Alcohol affects many parts of your body and we hope this page gives you some information on some of the acute effects.

  Central Nervous System - Alcohol acts as a depressant on the CNS ;and our inhibitory restraints are released. Whilst one or two drinks may make you feel relaxed, a few more and we may do things and behave in ways we wouldn't  normally dream off when sober.
  Liver - The liver processes the alcohol. It takes 1 hour to process 1 unit of
alcohol - it can't be speeded up. Drink more than the liver can cope with and you puke. (Puke whilst unconscious and you could die by choking on your own vomit.) The liver also produces the sugar (Glucose) to feed your brain cells. If it's too busy metabolising alcohol and you haven't been eating properly for a day or two, hypoglycemia may result. Fat gets deposited in the liver causing abdominal discomfort and nausea. Alcoholic Hepatitis and Cirrhosis may occur in heavy chronic drinkers
  Kidneys - Not only the amount you have drunk makes you go to the loo but alcohol depresses kidney function. After a heavy drinking spell it's not unknown to have discomfort in the kidney area and to have urinary problems.

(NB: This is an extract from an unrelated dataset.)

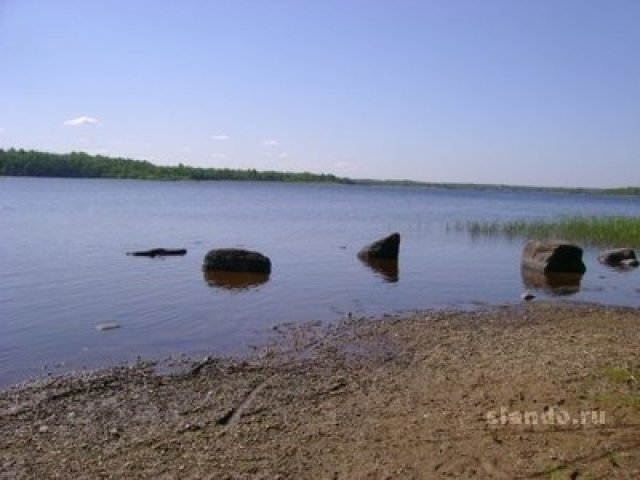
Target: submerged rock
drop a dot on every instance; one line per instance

  Circulatory System - Moderate use of alcohol causes the blood vessels on the surface of the skin to expand leading to a flush of warmth. However, the heat is lost from the body through the skin. Unconsciousness outside in the cold could lead to hypothermia.
  Weight Gain - Alcohol, when broken down by the liver produces fat and sugar = weight gain. 3 pints a day for 4 weeks adds 4 pound on in weight or 2-3 shots of sprit every day will have the same effect.
  Hangover - Alas there is no cure. Headache, nausea, tiredness, irritability....Despite the myth that mixing drinks or red wine causes hangovers, it's just that - a myth. 'Congeners' are added to alcoholic drinks to make them taste like they do and it is believed that it is these (in quantity) that add to the hangover itself.